In the petition filed on May 11, 2023 (Ginbot 3, 2015 E.C.), the Applicant argued that its Board of Directors issued a Bonus and Salary Increment Implementation Directive effective from August 26, 2022 (Nehasie 20, 2014 E.C.). Article 10 of this directive explicitly states that any employee or officer is eligible for a bonus or increment only if they are on active duty at the time of implementation. The Applicant cited binding legal interpretations from the Federal Supreme Court Cassation Bench in File No. 202839 (dated December 6, 2021) and Vol. 11, File No. 64758. The Applicant contended that since the Respondents were not employees when the bonus was implemented, the High Court committed a fundamental error of law by reversing the First Instance Court’s decision.

This Bench admitted the petition to determine whether the High Court erred in ruling that the August 2022 directive cannot apply retroactively to the 2014 E.C. fiscal year. The Respondents filed a response on October 9, 2023 (Meskerem 29, 2016 E.C.), arguing that there was no valid directive approved on August 26, 2022, and even if such a document existed, it was intended solely to deny them their payments. They requested the Cassation Bench to uphold the High Court’s decision. The Applicant filed a focalized reply on October 17, 2023 (Tikemt 7, 2016 E.C.).

This Bench has examined the file, the arguments of both parties, and the relevant legal provisions.
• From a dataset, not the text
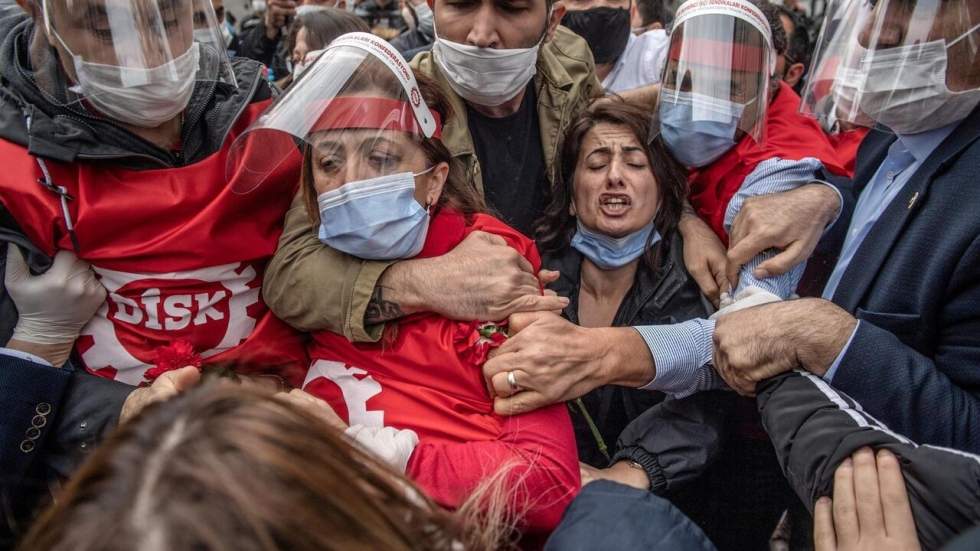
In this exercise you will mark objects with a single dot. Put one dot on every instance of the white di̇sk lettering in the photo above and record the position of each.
(156, 310)
(356, 386)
The core of the dispute is whether employees whose contracts were terminated are eligible for a bonus implementation based on a directive that requires active employment status at the time of payment.

Under Article 53(2)(c) of Proclamation No. 1156/2019, a bonus is recognized as a form of payment from an employer to an employee. Unless otherwise stipulated in a collective agreement, a bonus is a discretionary gratuity granted by the employer rather than a mandatory legal obligation. Consequently, the employer has the right to determine through directives, regulations, or minutes who is eligible, the timing of payment, and the conditions for implementation.

Because a bonus is a discretionary benefit, its enforcement is not governed by the “minimum standards” established for mandatory labor rights in the Proclamation. Furthermore, bonuses are typically based on profits attained during a fiscal year, which can only be determined at the end of said year. Therefore, it is natural for an employer to issue a directive or decision regarding bonus distribution at the close of the fiscal year. In such cases, the principle of non-retroactivity of laws does not apply in the same manner as it would to statutory rights.

In this case, the Applicant’s directive clearly stipulates that to be eligible for a bonus, an employee must be in active service at the time the bonus is implemented. It is undisputed that the Respondents had already left the organization when the bonus was implemented. This Bench has previously provided a binding legal interpretation in File No. 202839, establishing that where an employer’s directive or authorized decision limits bonus eligibility to those currently in service at the time of implementation, such a condition is valid regardless of whether the decision was made at the end of the fiscal year.

The Federal High Court’s reasoning—that the directive was “retroactive” and therefore inapplicable—failed to consider the discretionary nature of bonuses and ignored the binding precedent of this Cassation Bench. Consequently, the High Court committed a fundamental error of law.

DECISION

1. The decision of the Federal High Court under File No. 302574, dated April 11, 2023 (Miazia 3, 2015 E.C.), is hereby REVERSED pursuant to Civil Procedure Code Article 348 and the Federal Supreme Court Cassation Procedure Directive No. 17/2023 Article 9(1)(b).

2. It is adjudged that the Applicant is NOT liable to pay bonuses to the Respondents.

3. Each party shall bear their own costs and expenses incurred during this litigation.

4. The stay of execution order issued by the Cassation Bench on May 29, 2023 (Ginbot 21, 2015 E.C.) is hereby lifted.

The file is closed and returned to the registry.